“AutoGen: Enabling Next-Gen LLM Applications via Multi-Agent Conversation” was posted to arXiv on August 16, 2023 by a team of fourteen authors led by Qingyun Wu and Chi Wang, with work from Microsoft Research and academic collaborators. It introduced an open-source framework for building applications as conversations among multiple agents, each of which can be backed by a language model, a human, a tool, or some combination of the three.

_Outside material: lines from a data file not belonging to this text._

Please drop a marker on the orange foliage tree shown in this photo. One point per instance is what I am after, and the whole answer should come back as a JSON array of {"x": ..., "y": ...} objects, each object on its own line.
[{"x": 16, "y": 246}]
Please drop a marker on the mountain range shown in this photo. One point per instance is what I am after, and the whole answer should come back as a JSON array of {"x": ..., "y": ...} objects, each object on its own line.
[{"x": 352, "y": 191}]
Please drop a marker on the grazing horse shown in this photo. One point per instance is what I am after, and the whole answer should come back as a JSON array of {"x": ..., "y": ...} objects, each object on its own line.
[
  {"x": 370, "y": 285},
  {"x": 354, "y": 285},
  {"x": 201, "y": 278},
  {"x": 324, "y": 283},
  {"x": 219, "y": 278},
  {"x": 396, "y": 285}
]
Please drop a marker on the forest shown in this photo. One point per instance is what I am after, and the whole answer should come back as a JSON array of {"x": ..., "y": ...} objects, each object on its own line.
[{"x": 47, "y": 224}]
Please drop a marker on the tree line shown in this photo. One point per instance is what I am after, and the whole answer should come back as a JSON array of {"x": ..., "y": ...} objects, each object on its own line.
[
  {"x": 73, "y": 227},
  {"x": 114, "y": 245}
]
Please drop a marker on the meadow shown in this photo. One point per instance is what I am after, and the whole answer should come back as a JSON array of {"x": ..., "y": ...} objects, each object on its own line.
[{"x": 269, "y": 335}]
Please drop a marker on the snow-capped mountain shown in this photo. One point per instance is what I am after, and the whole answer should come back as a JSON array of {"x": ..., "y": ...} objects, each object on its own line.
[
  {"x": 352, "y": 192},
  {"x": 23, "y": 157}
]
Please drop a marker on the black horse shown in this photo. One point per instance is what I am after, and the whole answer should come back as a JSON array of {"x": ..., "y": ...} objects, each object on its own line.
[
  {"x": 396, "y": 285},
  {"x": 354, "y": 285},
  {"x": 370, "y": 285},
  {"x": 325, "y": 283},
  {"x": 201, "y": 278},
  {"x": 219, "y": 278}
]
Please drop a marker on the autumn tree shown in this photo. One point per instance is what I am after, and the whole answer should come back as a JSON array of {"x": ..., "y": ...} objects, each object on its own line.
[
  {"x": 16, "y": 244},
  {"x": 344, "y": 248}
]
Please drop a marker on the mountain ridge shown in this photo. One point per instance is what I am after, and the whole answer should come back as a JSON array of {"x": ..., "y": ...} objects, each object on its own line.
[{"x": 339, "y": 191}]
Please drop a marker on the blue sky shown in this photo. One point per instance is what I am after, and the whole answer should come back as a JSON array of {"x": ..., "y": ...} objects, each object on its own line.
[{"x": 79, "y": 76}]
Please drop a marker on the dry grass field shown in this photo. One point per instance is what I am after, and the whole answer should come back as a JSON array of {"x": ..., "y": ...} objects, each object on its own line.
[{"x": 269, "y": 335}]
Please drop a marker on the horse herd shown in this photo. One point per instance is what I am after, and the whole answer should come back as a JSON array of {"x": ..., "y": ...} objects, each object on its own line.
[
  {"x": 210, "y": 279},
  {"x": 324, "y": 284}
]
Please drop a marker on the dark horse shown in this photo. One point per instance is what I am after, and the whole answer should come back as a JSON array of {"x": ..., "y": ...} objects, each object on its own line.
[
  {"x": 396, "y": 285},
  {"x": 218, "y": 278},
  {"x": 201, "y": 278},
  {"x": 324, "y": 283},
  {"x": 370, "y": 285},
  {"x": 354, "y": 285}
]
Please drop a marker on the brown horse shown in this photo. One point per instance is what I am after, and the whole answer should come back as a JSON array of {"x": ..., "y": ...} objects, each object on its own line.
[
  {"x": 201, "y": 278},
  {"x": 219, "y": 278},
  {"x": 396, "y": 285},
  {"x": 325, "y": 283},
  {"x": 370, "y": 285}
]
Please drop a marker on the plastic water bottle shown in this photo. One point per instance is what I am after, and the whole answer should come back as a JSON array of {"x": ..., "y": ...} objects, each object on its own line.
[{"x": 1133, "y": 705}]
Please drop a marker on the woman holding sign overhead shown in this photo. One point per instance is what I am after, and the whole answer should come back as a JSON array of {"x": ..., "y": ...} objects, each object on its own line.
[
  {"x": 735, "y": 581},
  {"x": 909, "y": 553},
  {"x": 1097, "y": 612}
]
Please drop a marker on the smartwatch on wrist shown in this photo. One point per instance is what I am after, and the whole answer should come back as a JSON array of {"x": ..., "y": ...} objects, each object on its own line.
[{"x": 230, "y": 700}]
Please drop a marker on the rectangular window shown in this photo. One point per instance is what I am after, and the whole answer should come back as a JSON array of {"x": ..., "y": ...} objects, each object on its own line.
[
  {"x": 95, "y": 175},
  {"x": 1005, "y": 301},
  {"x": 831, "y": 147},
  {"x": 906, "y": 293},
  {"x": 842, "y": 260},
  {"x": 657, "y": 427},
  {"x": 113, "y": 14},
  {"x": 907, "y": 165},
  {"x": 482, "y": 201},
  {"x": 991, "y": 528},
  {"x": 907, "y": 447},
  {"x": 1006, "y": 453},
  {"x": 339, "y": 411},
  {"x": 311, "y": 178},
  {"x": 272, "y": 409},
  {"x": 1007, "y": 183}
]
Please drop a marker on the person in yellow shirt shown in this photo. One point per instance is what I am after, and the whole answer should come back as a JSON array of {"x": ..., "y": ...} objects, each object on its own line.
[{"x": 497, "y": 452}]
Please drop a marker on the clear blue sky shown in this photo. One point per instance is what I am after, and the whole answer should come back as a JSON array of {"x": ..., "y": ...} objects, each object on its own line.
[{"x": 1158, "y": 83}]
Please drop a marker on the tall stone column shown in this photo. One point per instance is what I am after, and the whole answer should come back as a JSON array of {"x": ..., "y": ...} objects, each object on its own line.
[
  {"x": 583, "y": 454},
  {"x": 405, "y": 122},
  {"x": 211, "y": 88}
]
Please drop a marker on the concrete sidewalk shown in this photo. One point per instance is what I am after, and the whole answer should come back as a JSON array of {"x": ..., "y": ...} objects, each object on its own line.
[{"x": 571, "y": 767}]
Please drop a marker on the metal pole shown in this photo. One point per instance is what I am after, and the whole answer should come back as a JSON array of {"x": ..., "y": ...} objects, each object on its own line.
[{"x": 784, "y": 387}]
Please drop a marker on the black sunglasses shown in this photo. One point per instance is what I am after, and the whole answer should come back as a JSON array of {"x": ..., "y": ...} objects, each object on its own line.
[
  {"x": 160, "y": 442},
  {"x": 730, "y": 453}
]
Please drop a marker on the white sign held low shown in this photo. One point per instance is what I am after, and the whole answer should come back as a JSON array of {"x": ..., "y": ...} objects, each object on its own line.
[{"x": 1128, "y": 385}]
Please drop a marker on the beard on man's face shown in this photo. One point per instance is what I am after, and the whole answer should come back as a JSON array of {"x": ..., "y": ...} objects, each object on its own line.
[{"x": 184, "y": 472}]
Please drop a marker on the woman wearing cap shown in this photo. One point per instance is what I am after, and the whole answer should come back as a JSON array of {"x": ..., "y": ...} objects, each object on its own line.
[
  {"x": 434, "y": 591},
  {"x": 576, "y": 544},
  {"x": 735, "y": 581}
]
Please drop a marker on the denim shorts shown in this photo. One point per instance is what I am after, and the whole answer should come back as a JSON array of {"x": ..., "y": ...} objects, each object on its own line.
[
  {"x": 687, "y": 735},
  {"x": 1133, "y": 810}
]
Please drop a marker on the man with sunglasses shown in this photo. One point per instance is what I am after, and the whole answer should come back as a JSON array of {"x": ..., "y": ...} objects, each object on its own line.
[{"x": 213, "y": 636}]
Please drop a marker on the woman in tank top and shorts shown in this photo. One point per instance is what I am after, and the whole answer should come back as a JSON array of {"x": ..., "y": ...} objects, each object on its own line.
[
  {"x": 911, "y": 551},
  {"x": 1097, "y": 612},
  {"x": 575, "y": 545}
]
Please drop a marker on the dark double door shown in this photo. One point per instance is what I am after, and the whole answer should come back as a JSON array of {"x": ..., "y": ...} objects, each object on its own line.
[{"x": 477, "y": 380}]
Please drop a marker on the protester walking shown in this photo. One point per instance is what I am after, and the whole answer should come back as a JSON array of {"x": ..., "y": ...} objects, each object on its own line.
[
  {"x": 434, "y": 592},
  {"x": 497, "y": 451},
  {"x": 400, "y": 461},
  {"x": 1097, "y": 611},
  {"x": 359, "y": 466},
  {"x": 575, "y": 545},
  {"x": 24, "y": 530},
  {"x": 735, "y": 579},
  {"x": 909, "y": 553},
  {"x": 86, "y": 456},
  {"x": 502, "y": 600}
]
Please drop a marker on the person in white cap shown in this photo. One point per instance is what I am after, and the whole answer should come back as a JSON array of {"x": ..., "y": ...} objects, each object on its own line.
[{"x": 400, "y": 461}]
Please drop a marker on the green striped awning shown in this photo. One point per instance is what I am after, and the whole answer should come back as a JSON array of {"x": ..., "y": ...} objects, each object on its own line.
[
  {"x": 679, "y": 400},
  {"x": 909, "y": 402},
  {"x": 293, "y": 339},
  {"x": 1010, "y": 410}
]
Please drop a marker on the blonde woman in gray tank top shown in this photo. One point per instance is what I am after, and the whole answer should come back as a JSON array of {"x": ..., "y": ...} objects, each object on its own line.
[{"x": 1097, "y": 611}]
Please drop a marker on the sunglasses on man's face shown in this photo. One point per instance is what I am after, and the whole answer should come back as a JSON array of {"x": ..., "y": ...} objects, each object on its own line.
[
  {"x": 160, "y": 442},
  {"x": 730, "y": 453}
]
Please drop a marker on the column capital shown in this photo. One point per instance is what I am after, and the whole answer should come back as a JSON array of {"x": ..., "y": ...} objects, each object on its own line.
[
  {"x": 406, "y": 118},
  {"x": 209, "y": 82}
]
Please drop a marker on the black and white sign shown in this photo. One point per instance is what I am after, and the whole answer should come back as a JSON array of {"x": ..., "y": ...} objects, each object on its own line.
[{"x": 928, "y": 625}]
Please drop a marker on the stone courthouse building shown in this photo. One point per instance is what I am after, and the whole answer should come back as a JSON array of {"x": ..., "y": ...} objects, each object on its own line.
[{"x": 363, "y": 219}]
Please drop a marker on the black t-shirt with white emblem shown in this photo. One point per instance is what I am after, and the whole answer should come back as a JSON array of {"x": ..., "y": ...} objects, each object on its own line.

The central abstraction is the conversable agent. Developers define agents and the patterns by which they talk to one another, using a mix of natural language and code, and the framework handles the message passing that drives a task forward. Because a “human” can be one of the agents, AutoGen unifies fully automated and human-in-the-loop workflows under the same conversational model. The paper demonstrated the framework across mathematics, coding, question answering, operations research, online decision-making, and entertainment applications, arguing that the same multi-agent conversation infrastructure could express applications of very different complexity.
AutoGen became one of the most widely used multi-agent frameworks and seeded a research line at Microsoft that later produced systems like Magentic-One. It is often discussed alongside CAMEL, MetaGPT, and ChatDev as part of the 2023 wave that established “several LLM agents in conversation” as a practical way to build software, rather than a purely academic idea.